Response codes for DELETE /documents/{datasource}/{document_id}
Code
When
200 OK
Delete-by-id issued to Solr — idempotent, so this is returned even if no document with that id existed.
404 Not Found
Datasource not found.
Indexing a document does not make it immediately searchable. The server controls when new and updated documents are committed to the search index. This can take up to 2 hours depending on system load and commit scheduling. Do not rely on instant availability after a successful POST.
Every document is validated against the datasource’s schema (object definitions, property definitions, and declared sub keys) before it is persisted. If validation fails the API returns HTTP 422 with this envelope:
{ "status": "error", "details": { "error_code": "UNKNOWN_PROPERTY", "message": "Property 'priority' is not defined on datasource 'internal_wiki'. Valid properties: ['department', 'ticket_id']." }}
Pydantic field-level errors (e.g. missing required fields, invalid id characters) use a different shape — the standard FastAPI HTTPValidationError, wrapped in {"detail": [...]} with one entry per offending field. The error_code envelope above is only used for the service-layer schema-validation cases listed below.

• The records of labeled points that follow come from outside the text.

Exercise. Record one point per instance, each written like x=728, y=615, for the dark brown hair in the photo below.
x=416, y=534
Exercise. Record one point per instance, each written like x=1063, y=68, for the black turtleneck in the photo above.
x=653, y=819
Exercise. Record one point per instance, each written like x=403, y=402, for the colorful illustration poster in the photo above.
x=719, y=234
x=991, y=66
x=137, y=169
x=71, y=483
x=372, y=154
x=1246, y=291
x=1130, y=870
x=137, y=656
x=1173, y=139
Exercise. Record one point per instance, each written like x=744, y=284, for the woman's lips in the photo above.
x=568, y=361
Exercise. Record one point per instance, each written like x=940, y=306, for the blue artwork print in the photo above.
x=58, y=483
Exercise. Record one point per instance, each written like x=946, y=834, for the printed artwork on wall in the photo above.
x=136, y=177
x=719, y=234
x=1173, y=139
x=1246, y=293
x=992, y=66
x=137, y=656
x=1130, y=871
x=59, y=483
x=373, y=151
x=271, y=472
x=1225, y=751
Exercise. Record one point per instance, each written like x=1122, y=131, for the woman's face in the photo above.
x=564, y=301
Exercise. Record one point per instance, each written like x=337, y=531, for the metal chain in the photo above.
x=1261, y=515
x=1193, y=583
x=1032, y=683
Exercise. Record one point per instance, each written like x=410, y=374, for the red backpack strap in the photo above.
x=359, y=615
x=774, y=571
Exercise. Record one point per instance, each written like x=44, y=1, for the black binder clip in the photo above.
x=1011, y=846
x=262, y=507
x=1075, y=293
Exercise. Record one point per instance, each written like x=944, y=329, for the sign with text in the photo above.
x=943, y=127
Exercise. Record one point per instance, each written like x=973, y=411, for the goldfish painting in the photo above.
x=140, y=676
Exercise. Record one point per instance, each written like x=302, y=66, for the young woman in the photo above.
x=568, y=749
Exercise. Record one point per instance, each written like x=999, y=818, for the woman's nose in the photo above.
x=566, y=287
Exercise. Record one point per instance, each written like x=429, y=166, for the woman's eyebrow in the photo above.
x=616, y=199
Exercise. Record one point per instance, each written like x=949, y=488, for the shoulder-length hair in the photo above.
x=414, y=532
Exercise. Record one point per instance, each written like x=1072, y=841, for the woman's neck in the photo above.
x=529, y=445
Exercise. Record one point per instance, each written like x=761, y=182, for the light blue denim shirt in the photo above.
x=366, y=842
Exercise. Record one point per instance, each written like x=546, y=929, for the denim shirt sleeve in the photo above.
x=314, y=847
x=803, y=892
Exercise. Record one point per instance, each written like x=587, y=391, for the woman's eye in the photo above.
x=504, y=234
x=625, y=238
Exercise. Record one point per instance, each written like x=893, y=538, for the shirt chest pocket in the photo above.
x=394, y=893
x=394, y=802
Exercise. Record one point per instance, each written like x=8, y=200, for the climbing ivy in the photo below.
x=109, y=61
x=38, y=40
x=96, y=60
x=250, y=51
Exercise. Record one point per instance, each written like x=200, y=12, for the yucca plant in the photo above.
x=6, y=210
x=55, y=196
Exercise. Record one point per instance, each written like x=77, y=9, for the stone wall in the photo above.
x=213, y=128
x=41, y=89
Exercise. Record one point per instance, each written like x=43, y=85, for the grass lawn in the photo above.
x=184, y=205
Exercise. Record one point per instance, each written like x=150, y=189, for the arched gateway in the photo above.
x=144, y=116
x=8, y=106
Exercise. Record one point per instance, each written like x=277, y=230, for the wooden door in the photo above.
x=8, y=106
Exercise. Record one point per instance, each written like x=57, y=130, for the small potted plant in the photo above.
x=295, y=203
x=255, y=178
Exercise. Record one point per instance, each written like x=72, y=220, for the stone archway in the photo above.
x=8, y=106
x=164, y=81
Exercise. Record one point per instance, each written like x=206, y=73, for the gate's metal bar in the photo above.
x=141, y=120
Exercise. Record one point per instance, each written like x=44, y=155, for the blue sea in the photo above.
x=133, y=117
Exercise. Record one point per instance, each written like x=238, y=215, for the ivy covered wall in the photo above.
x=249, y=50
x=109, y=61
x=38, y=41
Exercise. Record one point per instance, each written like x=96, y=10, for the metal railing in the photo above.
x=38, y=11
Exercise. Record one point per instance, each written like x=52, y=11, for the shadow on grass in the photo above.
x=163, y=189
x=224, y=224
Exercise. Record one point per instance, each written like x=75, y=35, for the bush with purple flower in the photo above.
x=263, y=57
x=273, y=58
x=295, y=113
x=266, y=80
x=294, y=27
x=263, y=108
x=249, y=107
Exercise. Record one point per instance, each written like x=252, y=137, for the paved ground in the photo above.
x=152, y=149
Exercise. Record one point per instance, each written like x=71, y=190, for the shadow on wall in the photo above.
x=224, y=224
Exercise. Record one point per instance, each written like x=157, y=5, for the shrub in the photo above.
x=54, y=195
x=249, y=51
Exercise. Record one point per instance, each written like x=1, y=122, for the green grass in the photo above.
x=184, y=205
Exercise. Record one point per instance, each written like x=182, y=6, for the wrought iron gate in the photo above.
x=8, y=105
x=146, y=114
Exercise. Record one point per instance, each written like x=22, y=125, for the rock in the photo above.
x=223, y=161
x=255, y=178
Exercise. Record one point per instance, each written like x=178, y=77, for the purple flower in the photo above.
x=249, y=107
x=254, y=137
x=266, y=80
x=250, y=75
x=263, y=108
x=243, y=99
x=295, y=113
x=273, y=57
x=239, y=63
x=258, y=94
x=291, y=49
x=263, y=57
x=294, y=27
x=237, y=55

The datasource has no property definitions, but the document includes custom_properties. Define properties on the datasource first.
UNKNOWN_PROPERTY
A custom_properties entry has a name that does not match any property_definitions on the datasource.
INVALID_PROPERTY_TYPE
The value of a custom property does not match the declared property_type. For example, sending a string for an INTEGER property or a non-boolean for a BOOLEAN property.
INVALID_DATA_SOURCE_SUB
data_source_sub (or data_source_sub_sub when no subs are declared at all) does not match a top-level sub key of the datasource.
INVALID_DATA_SOURCE_SUB_SUB
data_source_sub_sub is not a child of the supplied data_source_sub, or is unknown across the whole datasource when sent without a parent.
AMBIGUOUS_DATA_SOURCE_SUB_SUB
data_source_sub_sub was sent without data_source_sub, but the same child key exists under multiple parent subs. Set data_source_sub explicitly.
In bulk requests, validation runs per document and failures are reported in results with outcome: "failed" and a message describing the cause. The other documents in the same batch are still processed.